Sarana dan prasarana (sarpras) infrastruktur jalan di Desa Sangkanjaya Kecamatan Balapulang Kabupaten Tegal tidak seperti desa-desa lainnya. Di desa ini, sarprasnya sangat minim. 

Kades Sangkanjaya Jaelani, Selasa (27/4) mengatakan, untuk 
menuju ke desa tersebut, hanya bisa melewati jembatan gantung. Lebarnya 1,5 meter dan panjangnya sekitar 100 meter. 

Selama ini, masyarakat di desa tersebut hanya mengandalkan jembatan itu untuk beraktivitas di luar desa. Bahkan, warga yang memiliki kendaraan roda empat atau lebih, tidak bisa diparkir di depan rumah. 

Mobil terpaksa diparkir di Desa Danawarih yang lokasinya di sebelah barat Desa Sangkanjaya. Jaraknya lebih dari 1 kilometer.

"Jumlah warga kami sebanyak 2000 jiwa dari 375 kepala keluarga (KK). Selama ini, kalau mau pergi ke luar desa, lewatnya ya jembatan gantung. Kami butuh jalan penghubung yang bisa dilewati mobil," katanya.
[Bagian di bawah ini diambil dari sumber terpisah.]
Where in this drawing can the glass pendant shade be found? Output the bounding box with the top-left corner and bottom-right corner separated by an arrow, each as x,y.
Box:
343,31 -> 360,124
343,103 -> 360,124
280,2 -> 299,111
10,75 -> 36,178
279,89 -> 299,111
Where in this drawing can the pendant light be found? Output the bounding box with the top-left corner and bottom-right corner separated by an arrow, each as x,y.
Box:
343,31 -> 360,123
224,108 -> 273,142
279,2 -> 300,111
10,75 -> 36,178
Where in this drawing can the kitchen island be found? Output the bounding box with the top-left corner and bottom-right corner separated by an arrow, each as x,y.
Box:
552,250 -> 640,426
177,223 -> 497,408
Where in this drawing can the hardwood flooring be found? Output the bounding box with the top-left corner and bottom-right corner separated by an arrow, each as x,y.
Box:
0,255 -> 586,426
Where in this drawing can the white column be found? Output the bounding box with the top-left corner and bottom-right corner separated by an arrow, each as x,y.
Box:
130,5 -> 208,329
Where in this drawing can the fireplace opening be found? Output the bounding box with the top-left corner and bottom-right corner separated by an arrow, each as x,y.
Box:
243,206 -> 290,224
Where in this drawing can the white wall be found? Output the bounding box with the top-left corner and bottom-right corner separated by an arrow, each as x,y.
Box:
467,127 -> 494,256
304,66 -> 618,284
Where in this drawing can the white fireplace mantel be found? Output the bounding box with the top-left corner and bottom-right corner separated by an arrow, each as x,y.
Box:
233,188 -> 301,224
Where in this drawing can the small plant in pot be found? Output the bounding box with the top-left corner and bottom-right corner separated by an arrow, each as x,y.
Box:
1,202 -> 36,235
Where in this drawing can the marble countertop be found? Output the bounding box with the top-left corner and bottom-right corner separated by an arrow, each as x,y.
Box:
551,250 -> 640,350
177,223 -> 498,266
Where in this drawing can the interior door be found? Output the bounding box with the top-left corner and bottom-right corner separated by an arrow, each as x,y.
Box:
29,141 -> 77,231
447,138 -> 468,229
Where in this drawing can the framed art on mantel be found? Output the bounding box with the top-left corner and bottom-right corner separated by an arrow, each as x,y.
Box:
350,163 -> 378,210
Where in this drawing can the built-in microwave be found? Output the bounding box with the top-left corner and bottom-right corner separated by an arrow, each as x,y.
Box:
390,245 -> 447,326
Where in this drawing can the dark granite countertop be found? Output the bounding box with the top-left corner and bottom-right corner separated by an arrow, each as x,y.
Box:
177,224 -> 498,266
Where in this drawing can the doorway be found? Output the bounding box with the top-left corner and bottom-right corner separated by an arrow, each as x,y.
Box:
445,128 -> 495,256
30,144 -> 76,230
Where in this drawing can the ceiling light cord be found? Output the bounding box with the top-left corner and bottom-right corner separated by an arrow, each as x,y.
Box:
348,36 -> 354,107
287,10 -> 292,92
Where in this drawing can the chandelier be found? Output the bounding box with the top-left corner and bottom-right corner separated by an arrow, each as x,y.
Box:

Mayoritas penduduk di desanya, tambah Jaelani, berprofesi sebagai petani, buruh, pegawai swasta dan perantau. Tidak sedikit warganya yang memiliki mobil dan motor roda dua. Warga yang memiliki mobil, parkirnya di desa tetangga. Mereka menyewa lahan dengan biaya sebulan mulai dari Rp200 ribu hingga Rp500 ribu. 

"Di desa kami ada 30 orang yang memiliki mobil. Kalau motor, setiap rumah punya. Dan motornya, masih bisa dibawa ke rumah. Karena jembatan gantung bisa dilewati motor dan pejalan kaki," tambahnya.

Sebenarnya, Pemkab Tegal, lanjut Jaelani, sudah pernah membuat jalan untuk akses mobil di Desa Sangkajaya hingga Desa Danareja Kecamatan Balapulang. Sebagian jalan merupakan lahan Perhutani dan tanah warga. Namun jalan itu sekarang tidak bisa dilewati mobil karena rusak parah. Bahkan, jalan tersebut sekarang sudah tumbuh ilalang dan rumput. 

Tahun kemarin sebenarnya sudah dianggarkan untuk perbaikan sekaligus pembangunan jalan lagi. Namun, anggarannya direfocusing untuk penanganan Covid-19.

Selagi desanya tidak bisa dilewati mobil, biaya hidup di desa tersebut akan mahal. Sebab, masyarakat kerap kesulitan ketika hendak membawa barang. Misal, saat membangun atau memperbaiki rumah. Material harus diangkut manual menggunakan gerobak dan melewati jembatan gantung. 

Jarak dari bibir jembatan sampai ke lokasi atau rumah warga sekitar 1 kilometer. Parahnya lagi, dari jembatan hingga desa, medannya sangat membahayakan. Jalan curam dan miring sehingga harus ekstra hati-hati. 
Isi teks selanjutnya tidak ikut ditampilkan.